The following was an assignment for my writing class based on a much prettier poem by a much more talented and accomplished writer. Her name is Mary Szybist and here is an article about her book containing this and other poems.
Rae says she wants to be a writer. She tells herself she’ll start in a minute every minute until it’s time for bed. She doesn’t want to be tired as well as unproductive, so she goes to sleep and promises herself she’ll write in the morning.
Rae has a strategy for making outfits out of all the items in her closet. But every morning she hits snooze until she has only enough time to find yesterday’s jeans and a t-shirt that smells clean.
Rae really likes cooking. She resents how stereotypically feminine it is to like cooking, but she enjoys the way it makes her feel productive and human. If the zombie apocalypse starts tomorrow, at least she has one life skill.
When she starts thinking too much about the person she wants to be, Rae moves the clothes she doesn’t like into another closet and washes her hair with baking soda.
Once a month, Rae buys celery stalks to have as a healthy snack. She throws them out when she finds them brown and watery in the bag at the back of the fridge.
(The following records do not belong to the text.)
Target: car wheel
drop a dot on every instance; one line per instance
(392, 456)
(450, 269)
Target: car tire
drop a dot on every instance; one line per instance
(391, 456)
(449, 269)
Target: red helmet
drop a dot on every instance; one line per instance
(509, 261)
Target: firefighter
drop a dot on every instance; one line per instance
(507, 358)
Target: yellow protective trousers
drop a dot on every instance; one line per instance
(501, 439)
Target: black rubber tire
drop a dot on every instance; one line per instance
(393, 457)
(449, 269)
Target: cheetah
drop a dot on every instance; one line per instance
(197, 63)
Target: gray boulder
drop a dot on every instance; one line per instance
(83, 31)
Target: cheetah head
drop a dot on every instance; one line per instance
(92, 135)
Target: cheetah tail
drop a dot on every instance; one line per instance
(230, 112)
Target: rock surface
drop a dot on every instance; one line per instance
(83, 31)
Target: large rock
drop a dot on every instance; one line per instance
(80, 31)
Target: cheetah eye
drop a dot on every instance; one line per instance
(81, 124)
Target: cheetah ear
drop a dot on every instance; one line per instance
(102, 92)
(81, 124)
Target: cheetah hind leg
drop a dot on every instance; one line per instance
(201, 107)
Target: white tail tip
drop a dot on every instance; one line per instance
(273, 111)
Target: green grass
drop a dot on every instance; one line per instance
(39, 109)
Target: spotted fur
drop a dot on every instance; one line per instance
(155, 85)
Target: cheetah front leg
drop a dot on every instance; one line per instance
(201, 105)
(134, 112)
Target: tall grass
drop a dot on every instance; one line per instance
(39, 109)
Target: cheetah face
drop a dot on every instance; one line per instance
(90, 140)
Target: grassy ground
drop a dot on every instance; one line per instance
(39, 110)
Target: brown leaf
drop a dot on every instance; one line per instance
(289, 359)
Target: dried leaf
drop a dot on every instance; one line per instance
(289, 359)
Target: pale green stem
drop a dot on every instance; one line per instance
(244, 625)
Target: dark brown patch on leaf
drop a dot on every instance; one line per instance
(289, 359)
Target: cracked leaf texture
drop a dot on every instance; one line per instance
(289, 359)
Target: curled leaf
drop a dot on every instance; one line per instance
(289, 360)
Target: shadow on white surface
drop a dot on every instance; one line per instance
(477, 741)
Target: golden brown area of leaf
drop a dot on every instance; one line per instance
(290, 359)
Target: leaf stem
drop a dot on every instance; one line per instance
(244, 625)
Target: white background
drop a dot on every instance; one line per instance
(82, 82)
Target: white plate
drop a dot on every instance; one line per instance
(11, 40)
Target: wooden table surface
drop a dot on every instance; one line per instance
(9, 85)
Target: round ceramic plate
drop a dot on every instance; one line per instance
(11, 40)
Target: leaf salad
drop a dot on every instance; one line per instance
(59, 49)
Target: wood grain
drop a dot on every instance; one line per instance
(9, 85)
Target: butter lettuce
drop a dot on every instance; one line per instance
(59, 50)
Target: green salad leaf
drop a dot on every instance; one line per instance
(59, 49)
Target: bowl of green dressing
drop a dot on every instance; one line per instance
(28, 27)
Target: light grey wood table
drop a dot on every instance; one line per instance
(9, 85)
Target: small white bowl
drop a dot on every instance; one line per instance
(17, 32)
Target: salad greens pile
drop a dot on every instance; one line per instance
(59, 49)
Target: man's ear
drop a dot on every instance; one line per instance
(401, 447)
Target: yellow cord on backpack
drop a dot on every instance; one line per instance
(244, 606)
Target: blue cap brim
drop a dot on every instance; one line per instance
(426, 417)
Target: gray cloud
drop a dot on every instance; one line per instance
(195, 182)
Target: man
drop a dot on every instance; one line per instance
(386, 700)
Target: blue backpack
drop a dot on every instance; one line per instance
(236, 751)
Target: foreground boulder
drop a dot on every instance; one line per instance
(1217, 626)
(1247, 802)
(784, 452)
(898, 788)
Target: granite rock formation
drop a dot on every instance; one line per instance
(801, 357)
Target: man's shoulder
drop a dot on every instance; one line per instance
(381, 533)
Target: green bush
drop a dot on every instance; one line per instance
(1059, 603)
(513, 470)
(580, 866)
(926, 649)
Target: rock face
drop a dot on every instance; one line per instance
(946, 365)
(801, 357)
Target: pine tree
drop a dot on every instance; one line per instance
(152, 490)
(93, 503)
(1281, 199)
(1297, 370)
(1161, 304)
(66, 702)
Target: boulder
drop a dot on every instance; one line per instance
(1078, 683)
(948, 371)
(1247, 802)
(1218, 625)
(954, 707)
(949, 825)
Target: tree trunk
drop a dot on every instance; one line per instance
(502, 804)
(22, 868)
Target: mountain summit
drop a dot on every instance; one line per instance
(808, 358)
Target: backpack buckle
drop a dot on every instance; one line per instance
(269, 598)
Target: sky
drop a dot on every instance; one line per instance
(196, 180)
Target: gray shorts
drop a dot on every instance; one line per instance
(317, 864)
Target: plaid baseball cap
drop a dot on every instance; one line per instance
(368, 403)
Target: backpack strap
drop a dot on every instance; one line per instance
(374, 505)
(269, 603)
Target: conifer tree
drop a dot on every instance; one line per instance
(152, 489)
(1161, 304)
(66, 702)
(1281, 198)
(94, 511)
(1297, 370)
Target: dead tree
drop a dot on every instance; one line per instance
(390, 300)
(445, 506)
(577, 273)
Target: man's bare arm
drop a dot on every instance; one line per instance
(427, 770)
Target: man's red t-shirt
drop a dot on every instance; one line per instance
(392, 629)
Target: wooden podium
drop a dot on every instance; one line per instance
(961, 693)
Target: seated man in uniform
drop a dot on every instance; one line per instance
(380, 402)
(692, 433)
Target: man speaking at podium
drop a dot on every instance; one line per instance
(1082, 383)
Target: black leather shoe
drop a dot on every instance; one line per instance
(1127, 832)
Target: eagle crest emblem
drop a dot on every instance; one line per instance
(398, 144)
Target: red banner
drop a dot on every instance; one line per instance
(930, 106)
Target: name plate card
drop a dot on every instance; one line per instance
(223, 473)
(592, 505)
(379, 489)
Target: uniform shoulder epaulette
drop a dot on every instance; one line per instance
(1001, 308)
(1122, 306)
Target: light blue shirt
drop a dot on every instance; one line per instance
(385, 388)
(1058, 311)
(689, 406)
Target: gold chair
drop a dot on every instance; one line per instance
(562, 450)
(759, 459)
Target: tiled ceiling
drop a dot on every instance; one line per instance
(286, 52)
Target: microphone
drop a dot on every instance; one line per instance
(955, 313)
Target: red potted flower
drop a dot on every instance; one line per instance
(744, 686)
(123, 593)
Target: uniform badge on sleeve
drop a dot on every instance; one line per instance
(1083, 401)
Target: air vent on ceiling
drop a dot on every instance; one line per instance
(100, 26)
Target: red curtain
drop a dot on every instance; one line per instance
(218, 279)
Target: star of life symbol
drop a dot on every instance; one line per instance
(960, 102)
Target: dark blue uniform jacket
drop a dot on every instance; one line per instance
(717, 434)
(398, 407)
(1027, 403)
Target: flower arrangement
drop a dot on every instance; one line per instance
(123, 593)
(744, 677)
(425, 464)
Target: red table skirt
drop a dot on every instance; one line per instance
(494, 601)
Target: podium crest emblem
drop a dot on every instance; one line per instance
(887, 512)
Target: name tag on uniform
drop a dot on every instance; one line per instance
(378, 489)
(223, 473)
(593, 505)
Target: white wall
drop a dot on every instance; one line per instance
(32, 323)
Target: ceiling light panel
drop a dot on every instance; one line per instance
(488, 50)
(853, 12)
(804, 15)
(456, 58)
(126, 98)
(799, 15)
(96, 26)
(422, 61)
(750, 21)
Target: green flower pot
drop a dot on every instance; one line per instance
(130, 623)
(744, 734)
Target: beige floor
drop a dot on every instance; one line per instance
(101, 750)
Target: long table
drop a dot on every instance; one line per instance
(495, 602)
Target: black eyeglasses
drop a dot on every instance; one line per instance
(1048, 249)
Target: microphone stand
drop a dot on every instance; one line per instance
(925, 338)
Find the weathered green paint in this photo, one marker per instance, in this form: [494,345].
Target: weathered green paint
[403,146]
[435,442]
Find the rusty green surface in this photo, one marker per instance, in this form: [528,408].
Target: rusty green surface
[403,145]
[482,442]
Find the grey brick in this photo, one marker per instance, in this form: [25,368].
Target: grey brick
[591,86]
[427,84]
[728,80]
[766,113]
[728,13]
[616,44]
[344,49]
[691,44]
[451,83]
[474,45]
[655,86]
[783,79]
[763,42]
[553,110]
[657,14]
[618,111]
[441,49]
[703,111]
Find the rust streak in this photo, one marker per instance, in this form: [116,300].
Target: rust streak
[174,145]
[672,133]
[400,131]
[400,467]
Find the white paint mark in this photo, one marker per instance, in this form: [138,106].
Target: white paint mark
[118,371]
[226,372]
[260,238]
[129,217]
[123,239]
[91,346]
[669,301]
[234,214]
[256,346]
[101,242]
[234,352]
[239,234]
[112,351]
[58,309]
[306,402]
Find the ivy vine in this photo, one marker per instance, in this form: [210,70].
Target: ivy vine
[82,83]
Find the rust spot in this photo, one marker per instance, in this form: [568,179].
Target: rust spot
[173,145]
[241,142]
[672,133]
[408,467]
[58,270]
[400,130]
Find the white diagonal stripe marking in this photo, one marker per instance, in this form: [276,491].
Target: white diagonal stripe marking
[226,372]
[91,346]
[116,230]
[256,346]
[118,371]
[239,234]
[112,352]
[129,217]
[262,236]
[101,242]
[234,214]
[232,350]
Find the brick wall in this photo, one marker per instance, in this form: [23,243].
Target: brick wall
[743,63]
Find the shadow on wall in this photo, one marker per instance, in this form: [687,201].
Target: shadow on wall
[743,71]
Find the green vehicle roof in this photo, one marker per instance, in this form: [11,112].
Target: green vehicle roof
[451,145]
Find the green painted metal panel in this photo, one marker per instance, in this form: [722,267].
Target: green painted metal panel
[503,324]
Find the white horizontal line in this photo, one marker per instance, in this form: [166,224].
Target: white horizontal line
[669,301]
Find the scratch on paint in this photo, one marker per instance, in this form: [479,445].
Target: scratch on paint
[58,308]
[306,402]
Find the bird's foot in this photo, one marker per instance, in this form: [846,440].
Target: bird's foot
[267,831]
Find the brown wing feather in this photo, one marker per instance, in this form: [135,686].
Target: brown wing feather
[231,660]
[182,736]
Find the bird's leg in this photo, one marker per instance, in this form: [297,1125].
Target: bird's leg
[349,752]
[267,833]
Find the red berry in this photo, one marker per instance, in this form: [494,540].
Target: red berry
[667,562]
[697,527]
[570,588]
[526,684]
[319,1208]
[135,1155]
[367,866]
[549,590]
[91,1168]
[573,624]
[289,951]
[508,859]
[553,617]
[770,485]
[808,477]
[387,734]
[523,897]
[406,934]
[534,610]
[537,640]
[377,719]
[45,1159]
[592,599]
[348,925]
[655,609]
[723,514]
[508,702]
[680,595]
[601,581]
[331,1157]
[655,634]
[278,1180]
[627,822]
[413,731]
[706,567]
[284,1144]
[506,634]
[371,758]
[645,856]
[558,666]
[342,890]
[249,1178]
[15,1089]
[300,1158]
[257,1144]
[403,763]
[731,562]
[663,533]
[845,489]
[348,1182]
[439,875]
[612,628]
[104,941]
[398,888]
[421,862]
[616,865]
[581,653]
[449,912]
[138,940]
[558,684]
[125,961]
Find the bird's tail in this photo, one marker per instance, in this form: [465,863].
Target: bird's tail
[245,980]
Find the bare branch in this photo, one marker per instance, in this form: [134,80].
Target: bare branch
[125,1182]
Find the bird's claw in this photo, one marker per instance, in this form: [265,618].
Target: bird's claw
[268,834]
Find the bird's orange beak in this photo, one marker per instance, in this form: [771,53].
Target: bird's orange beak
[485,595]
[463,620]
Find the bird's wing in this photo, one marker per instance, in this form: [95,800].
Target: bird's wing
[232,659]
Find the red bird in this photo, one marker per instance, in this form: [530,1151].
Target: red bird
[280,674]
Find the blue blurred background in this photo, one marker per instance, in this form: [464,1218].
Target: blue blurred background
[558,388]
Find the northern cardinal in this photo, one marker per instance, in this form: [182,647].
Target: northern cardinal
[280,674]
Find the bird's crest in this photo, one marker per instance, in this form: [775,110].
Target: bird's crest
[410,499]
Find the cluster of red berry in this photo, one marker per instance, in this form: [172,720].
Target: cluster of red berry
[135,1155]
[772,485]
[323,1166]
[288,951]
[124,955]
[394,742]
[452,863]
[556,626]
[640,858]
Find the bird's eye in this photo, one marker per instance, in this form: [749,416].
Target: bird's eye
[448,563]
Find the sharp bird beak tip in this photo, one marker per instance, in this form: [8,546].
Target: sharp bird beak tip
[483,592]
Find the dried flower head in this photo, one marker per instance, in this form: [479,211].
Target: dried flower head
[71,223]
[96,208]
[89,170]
Rae decided yesterday that today was the day she would start living for her dream, but she knows no great project was ever started on a Tuesday.
Rae worries that all her ideas are stupid and she only has one life skill.
She used to do an hour of cardio every day, but she stopped because it was cutting into her writing time.
Rae is scared that she squandered her twenties by not writing, but also not really having experiences worth writing about.
She doesn’t believe this is true.
Rae thinks she is a terribly interesting person, but not everyone is smart or kind enough to realize it.
She thinks that sounds funny to you, but it makes her worry she is a narcissist or a sociopath.
Rae likes the way her husband takes long naps on Sundays and doesn’t get paralyzed by decision fatigue before breakfast every other day of the week. He is invulnerable to existentialism and she wants to crawl inside the space between his body and the sheets and live where it’s dry and quiet.
Rae doesn’t want to have any children. She doesn’t want anyone to blame her for getting dragged into this mess.
What Rae wants more than anything is an endless number of days with nothing particular to do, preferably in a beach house. Maybe then she’ll learn how to surf.
When the sun is shining, but not too hot, and her little students are giggling wantonly on the playground, Rae reminds herself that she is happy. Maybe she will write about it later.